Legion members said most businesses are happy to replace the flag. Figuring out what to do with the old one is the tricky part. They knew it shouldn't go in the Dumpster to lay next to the trash. Many know that burning is considered the proper way to retire a flag, but where that service is provided isn't well known.
That was the gist of the letter that volunteers found inside a flag last year. The writer, she signed her name Bev, thanked the Legion for providing the service. For the longest time she didn't know where to take her flags that had become worn. Now she knew, and she was grateful. It was a simple thank you note — until the last sentence.
"I flew these flags at our home after my husband was killed in Afghanistan in 2010."
That's when the eyes of several men around the fire — veterans of war, veterans of combat — started to get a little moist.
Yes, the flag still means something.
About 30 volunteers participated in this recent ceremony. There were those like Don Weiss, a 22-year Navy veteran who sees flags in a way most of us never will. He's a member of the local honor guard that does flag presentation ceremonies at veterans' funerals. Anymore, he often does multiple ceremonies per week.

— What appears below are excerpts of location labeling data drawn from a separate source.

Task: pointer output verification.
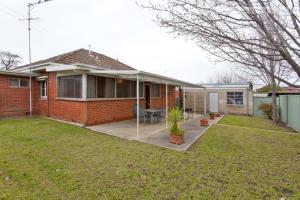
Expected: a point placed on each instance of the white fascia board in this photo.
(229, 88)
(146, 76)
(35, 67)
(171, 80)
(88, 66)
(61, 67)
(14, 73)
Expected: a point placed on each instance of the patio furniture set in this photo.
(150, 115)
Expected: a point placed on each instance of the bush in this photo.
(266, 108)
(175, 115)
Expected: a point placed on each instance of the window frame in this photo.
(159, 90)
(19, 83)
(142, 94)
(234, 98)
(45, 89)
(69, 98)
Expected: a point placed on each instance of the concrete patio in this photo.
(157, 133)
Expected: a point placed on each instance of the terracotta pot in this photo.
(176, 139)
(204, 122)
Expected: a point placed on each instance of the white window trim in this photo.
(19, 83)
(46, 89)
(234, 104)
(69, 98)
(157, 97)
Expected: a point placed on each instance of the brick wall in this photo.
(72, 111)
(13, 101)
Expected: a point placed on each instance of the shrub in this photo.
(266, 108)
(175, 115)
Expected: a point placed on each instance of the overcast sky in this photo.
(117, 28)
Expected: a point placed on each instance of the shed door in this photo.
(213, 102)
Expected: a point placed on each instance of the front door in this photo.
(213, 102)
(147, 96)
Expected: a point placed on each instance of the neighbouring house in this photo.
(85, 87)
(222, 98)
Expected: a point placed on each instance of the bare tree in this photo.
(239, 30)
(9, 60)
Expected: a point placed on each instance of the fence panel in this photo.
(289, 109)
(294, 111)
(256, 102)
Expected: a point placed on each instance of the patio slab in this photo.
(156, 134)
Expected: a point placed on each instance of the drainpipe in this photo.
(137, 107)
(167, 106)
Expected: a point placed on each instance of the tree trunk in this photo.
(274, 103)
(273, 86)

"People always thank us for this," Weiss said of the work. "But I tell them it is our honor to do this. I really do mean that."

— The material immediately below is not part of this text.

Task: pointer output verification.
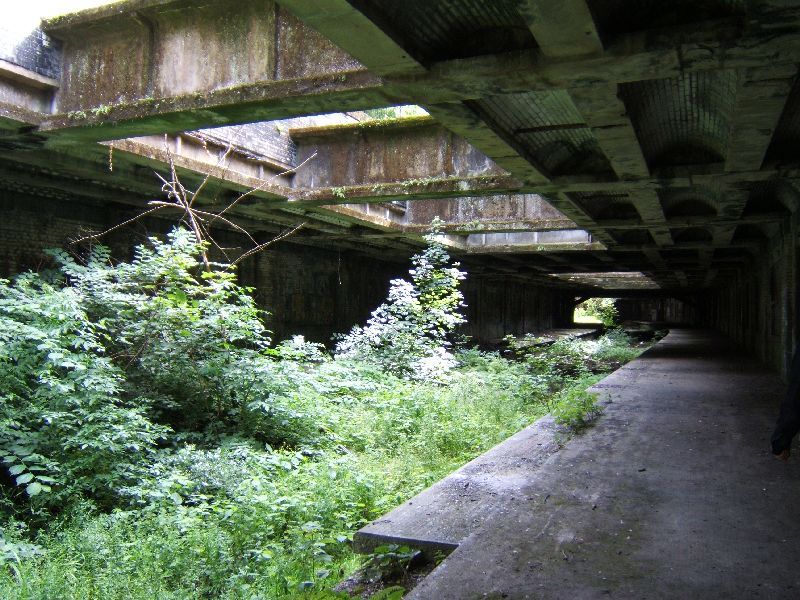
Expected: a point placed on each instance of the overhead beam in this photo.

There are younger volunteers too, some just teenagers who are members of the Civilian Air Patrol.
"It teaches a lot of respect," said Capt. Timothy Thornton, who oversees the dozen or so area youth in the air patrol. "It is a good reminder that there are some things that are important enough to have a ceremony over."
As for the ceremony, there is a brief moment of formality with all this. At 10 a.m. a handful of leaders in the American Legion took their places in straight lines and displayed the colors of the various military branches.
A single, tattered American flag was presented to the group to represent the thousands of flags that sat in cardboard boxes just a few feet away. The flag was formally handed — with salutes and proclamations — to three different members of the group to inspect. All three declared that the flags had become "unserviceable in a worthy cause."
There was a prayer and a moment of silence, but the most stirring part of the ceremony was some of the final words by the commander overseeing the proceedings. They're the same at every American Legion flag retirement ceremony:
"A flag may be a flimsy bit of printed gauze or a beautiful banner of finest silk. Its intrinsic value may be trifling or great; but its real value is beyond price, for it is a precious symbol of all that we and our comrades have worked for and lived for, and died for — a free nation of free men and women, true to the faith of the past, devoted to the ideals and practice of justice, freedom and democracy."
Then, the flag went into the flames to be consumed. The thousands that followed were burnt in a slightly more efficient fashion. Volunteers quickly looked at each flag, placed one or two on the end of a charred wooden pole held by another volunteer. Volunteers, taking some care to not let the flags touch the ground, walked them to the flames.
Simple, really. Nothing fancy or too ceremonial about it. And that was fine. The beauty of the flag, after all, isn't in its eloquence, but rather in the simple emotion it brings out in us: Pride.
That really was the message of that handwritten note, which legion members keep framed at the Lawrence post. Bev, the writer, signed it: "the proud wife of Sgt. Robert W. Crow Jr."
I found the obituary of Sgt. Crow. He was 42 when he died after his vehicle struck an improvised explosive device. In addition to his wife, he left behind six children.
And a flag, flying above his home. Both the soldier and the flag have done their duty now. They made us proud.